Eligible is lighter and frothier; a lot of it revolves around real estate and reality TV. But Sittenfeld's details about social situations and complex emotions are perfectly matched with Jane Austen-like irony and awareness of class and money.
One thread in the book has to do with the fact that the Bennet family must sell their too-big, expensive, crumbling house in Cincinnati. Oldest Bennet sister Jane, in this version of the story a yoga teacher, holds a small ceremony in which she thanks the house for many years of happy memories and for being the place where the sisters grew up. Jane's sister Liz is more skeptical, but she sees the value in voicing the significance of the moment. Later, she mentions the mini-ceremony to Darcy's sister, saying that it helped her process the selling of her childhood home.
I was thinking about that as I wrote a blog post for work, about the fact that a fellow small business of ours holds a weekly yoga session for their (all-women) team of employees. (Side note: This is actually where I used to work, though they started the yoga practice after I left.) When I talked to the company's founder about their weekly sessions, she mentioned the value of setting aside time for calm and reflection, not only in general but sometimes in response to specific situations. For example, when an employee left the company recently, the yoga instructor led what they called a "compassionate healing session" for her last day.
I crave opportunities like that, chances to earnestly acknowledge the passing of time or tell someone why they're important to me. Before friends' weddings, I've mentally rehearsed toasts that I was not asked to give. In birthday messages, I try to ride the line of genuine gratitude for the relationship while still seeming cool and upbeat. Maybe it's the Catholic in me, or maybe it's because I'm shy, but I prefer having some kind of official ritual to make those moments of honesty possible. In daily life, I find it harder to give or receive compliments off the cuff. Hearing praise, I duck my head, mumbling unconvincing thanks or even less convincing deflection: "No, no, that nice thing about me couldn't possibly be true."
It can be easy to overemphasize (and then get exhausted by) the industrial-sized rituals in our culture, but I see more and more people using social media to push back against that: posting long, heartfelt Facebook or Instagram posts when they leave a job, get a major professional opportunity, celebrate an anniversary of meeting a close friend or of moving to a new city. Sometimes the pushback is even explicit and tongue-in-cheek, like this woman's engagement photo shoot for her new job. It's been said that secular society suffers from a lack of rituals, but I see people making an effort to honor the important things.

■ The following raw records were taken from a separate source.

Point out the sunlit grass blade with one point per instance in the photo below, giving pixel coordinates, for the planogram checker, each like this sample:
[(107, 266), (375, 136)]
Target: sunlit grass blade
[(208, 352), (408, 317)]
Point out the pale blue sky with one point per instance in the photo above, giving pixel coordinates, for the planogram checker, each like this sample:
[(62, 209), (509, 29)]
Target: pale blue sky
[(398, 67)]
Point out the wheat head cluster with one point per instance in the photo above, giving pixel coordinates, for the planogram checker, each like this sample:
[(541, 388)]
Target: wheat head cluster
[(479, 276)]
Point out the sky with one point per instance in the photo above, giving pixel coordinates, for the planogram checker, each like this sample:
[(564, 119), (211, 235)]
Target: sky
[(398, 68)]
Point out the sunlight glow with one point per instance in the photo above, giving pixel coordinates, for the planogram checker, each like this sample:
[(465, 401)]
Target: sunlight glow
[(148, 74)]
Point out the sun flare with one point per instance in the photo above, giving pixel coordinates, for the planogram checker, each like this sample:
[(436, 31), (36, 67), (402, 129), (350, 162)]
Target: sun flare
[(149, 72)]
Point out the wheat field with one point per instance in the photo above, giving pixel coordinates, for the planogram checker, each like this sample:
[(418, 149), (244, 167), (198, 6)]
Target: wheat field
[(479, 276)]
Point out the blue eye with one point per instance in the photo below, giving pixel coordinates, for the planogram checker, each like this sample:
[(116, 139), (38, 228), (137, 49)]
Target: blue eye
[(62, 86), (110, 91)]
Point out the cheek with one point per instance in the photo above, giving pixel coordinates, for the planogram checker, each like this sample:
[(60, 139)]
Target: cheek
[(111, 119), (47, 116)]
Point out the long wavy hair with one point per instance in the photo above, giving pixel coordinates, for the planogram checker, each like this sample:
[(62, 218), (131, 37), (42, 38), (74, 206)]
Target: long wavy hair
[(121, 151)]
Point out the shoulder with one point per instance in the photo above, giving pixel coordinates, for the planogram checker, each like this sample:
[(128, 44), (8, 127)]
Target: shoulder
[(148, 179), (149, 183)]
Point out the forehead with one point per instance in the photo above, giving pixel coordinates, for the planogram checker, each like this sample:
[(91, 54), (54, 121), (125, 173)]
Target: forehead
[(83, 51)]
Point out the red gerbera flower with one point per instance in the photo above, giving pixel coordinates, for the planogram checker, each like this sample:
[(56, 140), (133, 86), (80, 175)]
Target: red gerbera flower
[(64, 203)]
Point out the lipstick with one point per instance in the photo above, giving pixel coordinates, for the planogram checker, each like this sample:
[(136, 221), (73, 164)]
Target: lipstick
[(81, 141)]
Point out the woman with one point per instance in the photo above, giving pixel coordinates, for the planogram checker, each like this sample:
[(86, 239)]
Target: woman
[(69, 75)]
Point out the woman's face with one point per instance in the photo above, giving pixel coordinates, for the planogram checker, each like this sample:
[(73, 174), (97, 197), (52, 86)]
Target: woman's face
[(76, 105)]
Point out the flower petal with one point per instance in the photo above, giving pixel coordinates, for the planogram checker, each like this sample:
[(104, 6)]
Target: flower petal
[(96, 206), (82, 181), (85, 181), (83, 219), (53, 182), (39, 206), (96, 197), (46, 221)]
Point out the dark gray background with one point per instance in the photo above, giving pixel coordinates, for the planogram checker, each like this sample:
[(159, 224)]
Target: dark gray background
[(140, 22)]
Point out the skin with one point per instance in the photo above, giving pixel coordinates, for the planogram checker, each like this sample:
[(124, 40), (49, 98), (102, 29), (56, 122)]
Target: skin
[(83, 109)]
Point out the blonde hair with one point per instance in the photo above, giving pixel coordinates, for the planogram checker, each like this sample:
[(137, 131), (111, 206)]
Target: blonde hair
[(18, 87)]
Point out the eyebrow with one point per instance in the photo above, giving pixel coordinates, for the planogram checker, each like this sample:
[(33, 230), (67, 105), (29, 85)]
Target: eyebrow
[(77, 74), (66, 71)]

For me, then, maybe it shouldn't be so hard to give my own little speeches and celebrations, even if I fumble the delivery. A few days ago, my boyfriend and I returned from a vacation with his family — a trip during which his dad and brother had occasionally paused to note how lovely it was to have the whole family together. Coming back into the apartment, the two of us tiredly opened windows, watered plants, dropped our bags in corners, and I took out my laptop to catch up on a few tasks for work. After a few minutes, though, I remembered the house-selling ceremony from Eligible. I stood up and went over to my boyfriend, gave him a hug, and thanked him for a wonderful trip, and he thanked me, too. It was nice. I was glad we hadn't let the moment pass without marking it out loud. I hope I remember to do that with future milestones, too.